Koştuğumuz sırada içimi tuhaf bir his kapladı. Yüksek bir binanın tepesinden düşüyormuşum gibi… Tuhaf his aniden büyüdü ve birden ortalık bembeyaz oldu.
Gözlerimi açtığımda bir odada yerde yatıyordum. Beyaz duvarlı, az mobilyalı, sade ve küçük bir odaydı. Dışardan tatlı bir güneş ışığı, bir küple de kuş cıvıltısı sızıyordu. O an anladım ki odada yalnız değildim. Başımı sağa doğru çevirdim. Saito kısık gözleriyle bana bakıyordu. Paniğe kapıldım. Yattığım yerden hızla doğrularak bağırdım:
“N’oluyo lan?!” Tamam, kabul ediyorum ilk tepkim biraz kabaydı. Ama elimde değildi, şoktaydım.
“Kesinlikle!” diye cevap verdi diğer yanımda ayakta duran sarışın, mavi gözlü adam.
“Ne kesinlikle?”
“No(luyo)lan!” diyerek gülümsedi. Anlamamıştım. Ama gülümsemesi çok tanıdıktı. Onu daha önceden tanıyor gibiydim. Belki bir gemi yolculuğundan…
“Ben Cobb. Aslında… Bana Dom da diyebilirsin.”.
“Dom mu? O nasıl bir isim?”
“Karısının adını duyana kadar bekle…” diyerek bir başkası yürüdü küçük odanın içine doğru: “Selam. Ben Arthur.”.
“Memnun oldum da… Neden buradayım? Hatta, neredeyim? Ve siz kimsiniz?”
“Merak etme,” dedi Dom Cobb, “Bizimle güvendesin. Yalnız, bir süre burada beklemek durumundayız. Yapacak bir şey yok. Yukarıda işlerin yolunda gitmesini umalım…”.
Bilmediğim bir yerde, bilmediğim bir evin küçük bir odasında, kuş cıvıltıları eşliğinde, tanımadığım üç adamla birlikte yerde oturuyordum. Bu işte çok ters bir şeyler vardı. Ama şu anda sorun çıkarmanın alemi yoktu. Oldukça sempatik görünmeye çalışarak, aklıma gelen ilk öneriyi sundum:
“Madem yapacak bir şey yok, bari sinemaya falan gitseydik…”.
Cobb ve Saito birbirlerine bakarak, ortak bir zaferi paylaşıyorlarmış gibi gülümsediler. Kesin bir şeyler dönüyordu!

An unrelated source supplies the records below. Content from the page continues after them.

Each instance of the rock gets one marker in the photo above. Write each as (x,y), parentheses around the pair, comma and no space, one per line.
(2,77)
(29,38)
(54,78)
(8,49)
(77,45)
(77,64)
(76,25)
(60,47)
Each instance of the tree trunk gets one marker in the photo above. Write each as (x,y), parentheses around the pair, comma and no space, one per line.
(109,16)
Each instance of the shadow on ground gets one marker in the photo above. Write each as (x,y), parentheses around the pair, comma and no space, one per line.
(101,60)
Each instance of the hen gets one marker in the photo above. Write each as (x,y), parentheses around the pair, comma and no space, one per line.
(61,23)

Derken yine o yüksekten düşme hissi içimde aniden devleşiverdi…
Gözlerimi açtım. Karanlıktı. Önümde sıralanmış, arkası bana dönük bir sürü kırmızı koltuk vardı. Sinemadaydım! Aman tanrım, sinemada uyuyakalmıştım! Başımın bir omza yaslı olduğunu birkaç saniye sonra fark ettim. Hemen toparlandım. Kafamı kaldırıp omzun sahibine baktım. Gülümsüyordu. Cobb, Saito ya da Arthur ortalıkta olmadığı için memnundum. Ne saçma bir rüyaydı o öyle. Ben de gülümsedim:
“Kusura bakmayın, ben dalmışım…”
“Önemli değil. Fillerin zıplayamadıklarını biliyor muydun?”

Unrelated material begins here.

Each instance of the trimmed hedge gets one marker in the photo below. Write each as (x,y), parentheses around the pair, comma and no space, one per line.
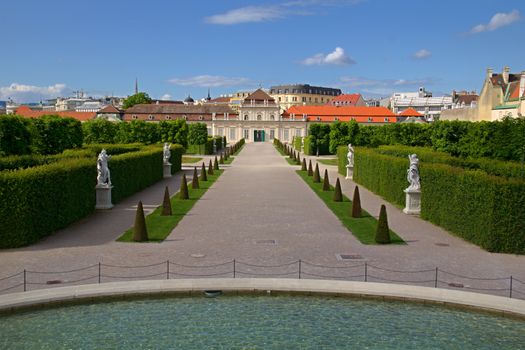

“Filler?” Daha alakasız bir konu açabilir miydi acaba?
“Evet filler. Harika hayvanlardır.”
“Evet de, fillerin bu durumla ne alakası var, anlayamadım.”. Gülümsedim. Ama alaycıydım aslında.
“Alakası yok. Sadece düşündüğümü söyledim.”

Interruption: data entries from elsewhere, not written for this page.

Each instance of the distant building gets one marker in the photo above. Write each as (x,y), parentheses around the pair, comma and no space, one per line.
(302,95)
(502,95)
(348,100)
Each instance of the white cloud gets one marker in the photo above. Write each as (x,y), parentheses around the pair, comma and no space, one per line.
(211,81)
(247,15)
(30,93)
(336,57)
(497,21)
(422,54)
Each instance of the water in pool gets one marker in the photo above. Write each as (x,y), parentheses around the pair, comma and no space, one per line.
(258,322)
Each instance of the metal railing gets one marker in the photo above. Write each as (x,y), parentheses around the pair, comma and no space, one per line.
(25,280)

“Filleri mi düşünüyorsun şu anda?”
“Evet!”
“Neden?”
“Çünkü birisi bana filleri düşünmememi söylemişti. Merhaba, ben Eames.”
“Nihan. Memnun oldum.”
“Biliyorum!”
Hayır! Hayır hayır! İşte bu olamazdı! Nasıl bir labirentin içine dalmıştım ben böyle?
“King Minos labirenti!” dedi birisi hemen ön sıradan. Yavaşça öne eğildim. Ufak tefek, kumral bir kızdı. İri gözleriyle arkasını dönmüş bana bakıyordu. Elini uzattı:
“Ariadne.”
Mecburen tokalaştık. Hatta ‘memnun oldum’laştık. Gelgelelim ben bu ne olduğu belirsiz işten sıkılmaya başlamıştım artık. Bir anda Ariadne’nin yanında oturan üç kişiye gözüm takıldı. Bunlar Dom, Arthur ve Saito’dan başkası değillerdi. İsyan içimden taştı:
“Peki ama neden? Yani, neden? Tamam, başıma saçma sapan bir şeyler geliyor, anladım. Ama neden sinemadayız?”
Saito yavaşça bana döndü ve yüzünde tuhaf bir Uzak Doğu bilgeliğiyle gülümsedi:
“Çünkü sinema, görebileceğin en muhteşem mucizelerden biridir…”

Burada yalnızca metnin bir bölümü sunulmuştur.